If you run "alter table contacts modify email varchar(80) character set utf8 collate utf8_unicode_ci;" after loading this dump you will get a duplicate key error.

The comparison algorithm seems to be identifying the accented e (é) (latin1 0xE9) as identical to a standard e (latin1 0x65, utf8 0x65) rather than the utf-8 accented e (UTF-8 0xC3 0xA9, U+00E9).

I was unable to repeat this in 4.1.2 & 4.1.4

How to repeat:
/*!40101 SET @OLD_CHARACTER_SET_CLIENT=@@CHARACTER_SET_CLIENT */;
/*!40101 SET @OLD_CHARACTER_SET_RESULTS=@@CHARACTER_SET_RESULTS */;
/*!40101 SET @OLD_COLLATION_CONNECTION=@@COLLATION_CONNECTION */;
/*!40101 SET NAMES utf8 */;
/*!40014 SET @OLD_UNIQUE_CHECKS=@@UNIQUE_CHECKS, UNIQUE_CHECKS=0 */;
/*!40014 SET @OLD_FOREIGN_KEY_CHECKS=@@FOREIGN_KEY_CHECKS, FOREIGN_KEY_CHECKS=0 */;
/*!40101 SET @OLD_SQL_MODE=@@SQL_MODE, SQL_MODE="NO_AUTO_VALUE_ON_ZERO" */;

DROP TABLE IF EXISTS `contacts`;
CREATE TABLE `contacts` (
  `c_id` int(11) NOT NULL default '0',
  `last_name` varchar(80) default NULL,
  `first_name` varchar(80) default NULL,
  `email` varchar(80) character set latin1 collate latin1_bin default NULL,
  UNIQUE KEY `contacts$c_id` (`c_id`),
  UNIQUE KEY `contacts$email` (`email`),
  KEY `contacts$last_name` (`last_name`),
  KEY `contacts$first_name` (`first_name`)
) ENGINE=MyISAM DEFAULT CHARSET=latin1;

/*!40000 ALTER TABLE `contacts` DISABLE KEYS */;
LOCK TABLES `contacts` WRITE;
INSERT INTO `contacts` VALUES (1076958202,'xxxxxx','cédric','cédric.xxxxxx@vvvvvv.uunet.be.xxx'),(1076958203,'xxxxxx','cÂŽédric','cedric.xxxxxx@vvvvvv.uunet.be.xxx');
UNLOCK TABLES;
/*!40000 ALTER TABLE `contacts` ENABLE KEYS */;

/*!40101 SET SQL_MODE=@OLD_SQL_MODE */;
/*!40014 SET FOREIGN_KEY_CHECKS=@OLD_FOREIGN_KEY_CHECKS */;
/*!40014 SET UNIQUE_CHECKS=@OLD_UNIQUE_CHECKS */;
/*!40101 SET CHARACTER_SET_CLIENT=@OLD_CHARACTER_SET_CLIENT */;
/*!40101 SET CHARACTER_SET_RESULTS=@OLD_CHARACTER_SET_RESULTS */;
/*!40101 SET COLLATION_CONNECTION=@OLD_COLLATION_CONNECTION */;

Then run the following ALTER TABLE command:

ALTER TABLE contacts modify email varchar(80) character set utf8 collate utf8_unicode_ci
[24 Nov 2004 11:06] Sergei Golubchik
Thank you for taking the time to write to us, but this is not
a bug.

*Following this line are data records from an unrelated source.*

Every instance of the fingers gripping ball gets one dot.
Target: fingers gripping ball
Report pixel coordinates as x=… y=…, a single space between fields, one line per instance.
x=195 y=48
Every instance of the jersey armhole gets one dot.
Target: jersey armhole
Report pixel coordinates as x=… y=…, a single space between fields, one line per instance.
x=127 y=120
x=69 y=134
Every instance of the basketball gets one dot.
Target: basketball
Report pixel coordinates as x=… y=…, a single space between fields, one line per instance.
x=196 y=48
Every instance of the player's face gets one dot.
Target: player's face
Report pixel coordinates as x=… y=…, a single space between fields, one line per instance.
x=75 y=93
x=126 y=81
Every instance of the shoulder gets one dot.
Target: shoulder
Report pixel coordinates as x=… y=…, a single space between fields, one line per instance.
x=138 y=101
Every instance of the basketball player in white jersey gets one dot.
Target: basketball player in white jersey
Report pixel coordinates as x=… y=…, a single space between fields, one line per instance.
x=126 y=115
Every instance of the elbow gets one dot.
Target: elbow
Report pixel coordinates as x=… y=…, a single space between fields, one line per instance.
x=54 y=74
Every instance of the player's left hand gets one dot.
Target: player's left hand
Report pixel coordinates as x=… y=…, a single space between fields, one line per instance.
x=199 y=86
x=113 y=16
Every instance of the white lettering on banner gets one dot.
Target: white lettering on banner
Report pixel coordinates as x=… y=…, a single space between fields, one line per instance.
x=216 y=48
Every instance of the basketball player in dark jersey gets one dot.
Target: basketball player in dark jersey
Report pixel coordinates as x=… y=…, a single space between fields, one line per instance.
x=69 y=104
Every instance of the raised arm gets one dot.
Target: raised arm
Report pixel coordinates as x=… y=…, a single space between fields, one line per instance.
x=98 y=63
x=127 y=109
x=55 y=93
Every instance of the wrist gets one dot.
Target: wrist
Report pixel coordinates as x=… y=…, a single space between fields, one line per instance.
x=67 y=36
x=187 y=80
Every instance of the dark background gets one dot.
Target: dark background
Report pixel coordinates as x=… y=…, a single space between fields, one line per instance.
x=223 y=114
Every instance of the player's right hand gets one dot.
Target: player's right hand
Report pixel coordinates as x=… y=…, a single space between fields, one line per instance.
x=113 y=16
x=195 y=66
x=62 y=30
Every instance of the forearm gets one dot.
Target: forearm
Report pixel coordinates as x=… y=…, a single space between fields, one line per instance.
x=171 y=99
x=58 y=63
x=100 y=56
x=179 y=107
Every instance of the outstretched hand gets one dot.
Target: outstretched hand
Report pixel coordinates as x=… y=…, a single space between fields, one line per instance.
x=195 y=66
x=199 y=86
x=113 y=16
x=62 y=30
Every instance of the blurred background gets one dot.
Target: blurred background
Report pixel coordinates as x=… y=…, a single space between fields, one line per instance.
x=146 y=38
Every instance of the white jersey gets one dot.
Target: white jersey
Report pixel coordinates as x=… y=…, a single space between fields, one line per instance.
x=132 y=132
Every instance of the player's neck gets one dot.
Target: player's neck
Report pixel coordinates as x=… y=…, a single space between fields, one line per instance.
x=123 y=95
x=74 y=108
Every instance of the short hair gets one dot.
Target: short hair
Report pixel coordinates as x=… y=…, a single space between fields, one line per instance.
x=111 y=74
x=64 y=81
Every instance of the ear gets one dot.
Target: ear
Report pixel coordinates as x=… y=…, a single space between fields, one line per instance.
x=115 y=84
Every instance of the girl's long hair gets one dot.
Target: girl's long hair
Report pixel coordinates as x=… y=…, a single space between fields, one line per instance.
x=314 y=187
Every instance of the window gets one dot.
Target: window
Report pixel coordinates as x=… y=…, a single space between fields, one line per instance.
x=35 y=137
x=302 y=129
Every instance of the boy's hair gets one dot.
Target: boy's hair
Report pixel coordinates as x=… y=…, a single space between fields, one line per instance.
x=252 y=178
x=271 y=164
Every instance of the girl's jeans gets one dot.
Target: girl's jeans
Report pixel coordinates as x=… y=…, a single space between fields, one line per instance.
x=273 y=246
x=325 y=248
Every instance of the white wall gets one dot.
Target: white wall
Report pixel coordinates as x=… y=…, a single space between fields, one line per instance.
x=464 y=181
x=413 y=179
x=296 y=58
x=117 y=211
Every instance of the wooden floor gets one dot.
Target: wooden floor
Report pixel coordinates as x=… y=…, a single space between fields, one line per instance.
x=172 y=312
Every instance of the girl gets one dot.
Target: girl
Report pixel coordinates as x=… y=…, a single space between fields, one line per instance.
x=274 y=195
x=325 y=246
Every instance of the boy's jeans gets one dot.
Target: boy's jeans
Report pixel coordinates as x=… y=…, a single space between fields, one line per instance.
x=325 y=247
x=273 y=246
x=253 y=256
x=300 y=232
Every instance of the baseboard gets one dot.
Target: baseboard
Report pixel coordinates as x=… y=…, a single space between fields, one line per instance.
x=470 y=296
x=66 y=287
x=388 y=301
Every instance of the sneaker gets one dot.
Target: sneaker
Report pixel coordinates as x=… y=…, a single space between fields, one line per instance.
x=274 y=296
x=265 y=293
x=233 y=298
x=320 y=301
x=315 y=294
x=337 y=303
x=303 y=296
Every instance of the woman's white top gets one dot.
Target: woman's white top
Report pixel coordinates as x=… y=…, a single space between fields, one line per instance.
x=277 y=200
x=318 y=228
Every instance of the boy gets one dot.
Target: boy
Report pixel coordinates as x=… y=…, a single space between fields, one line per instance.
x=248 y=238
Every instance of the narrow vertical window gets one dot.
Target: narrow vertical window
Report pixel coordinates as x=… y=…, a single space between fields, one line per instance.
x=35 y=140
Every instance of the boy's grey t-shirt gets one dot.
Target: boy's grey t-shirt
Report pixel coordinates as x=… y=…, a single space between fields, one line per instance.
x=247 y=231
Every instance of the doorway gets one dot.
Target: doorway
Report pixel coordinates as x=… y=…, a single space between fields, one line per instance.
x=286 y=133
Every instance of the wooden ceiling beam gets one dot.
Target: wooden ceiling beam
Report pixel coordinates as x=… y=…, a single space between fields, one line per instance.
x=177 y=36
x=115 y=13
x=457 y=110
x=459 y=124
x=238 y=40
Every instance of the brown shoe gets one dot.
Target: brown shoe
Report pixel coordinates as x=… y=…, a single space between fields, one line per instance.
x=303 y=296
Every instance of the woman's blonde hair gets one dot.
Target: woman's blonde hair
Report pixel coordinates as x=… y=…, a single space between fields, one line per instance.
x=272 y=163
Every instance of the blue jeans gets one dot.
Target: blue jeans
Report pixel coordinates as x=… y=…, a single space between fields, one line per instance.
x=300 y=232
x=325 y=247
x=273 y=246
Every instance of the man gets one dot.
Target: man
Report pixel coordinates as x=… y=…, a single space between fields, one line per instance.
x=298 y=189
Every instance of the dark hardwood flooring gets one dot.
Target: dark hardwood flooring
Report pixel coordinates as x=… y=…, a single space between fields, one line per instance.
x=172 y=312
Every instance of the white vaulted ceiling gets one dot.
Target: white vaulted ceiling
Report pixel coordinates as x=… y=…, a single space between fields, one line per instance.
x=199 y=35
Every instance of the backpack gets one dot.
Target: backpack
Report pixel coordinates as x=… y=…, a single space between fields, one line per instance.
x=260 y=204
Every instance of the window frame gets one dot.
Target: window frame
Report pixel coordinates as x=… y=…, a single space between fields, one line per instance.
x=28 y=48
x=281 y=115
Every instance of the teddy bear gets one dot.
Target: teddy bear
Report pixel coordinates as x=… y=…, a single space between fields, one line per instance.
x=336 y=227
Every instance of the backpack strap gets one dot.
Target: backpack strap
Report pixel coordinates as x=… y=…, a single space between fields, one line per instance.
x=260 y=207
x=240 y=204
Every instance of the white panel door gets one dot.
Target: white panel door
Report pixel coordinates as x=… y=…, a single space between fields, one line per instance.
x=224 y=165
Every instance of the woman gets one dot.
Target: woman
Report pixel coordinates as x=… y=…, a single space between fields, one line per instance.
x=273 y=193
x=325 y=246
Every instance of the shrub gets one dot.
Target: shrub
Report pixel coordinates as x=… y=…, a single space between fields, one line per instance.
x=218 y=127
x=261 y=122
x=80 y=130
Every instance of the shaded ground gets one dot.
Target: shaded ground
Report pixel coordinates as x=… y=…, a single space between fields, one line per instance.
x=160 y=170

Please double-check the documentation available at
http://www.mysql.com/documentation/ and the instructions on
how to report a bug at http://bugs.mysql.com/how-to-report.php

Additional info:

Different collations have different rules how to compare characters - it's what collations are all about.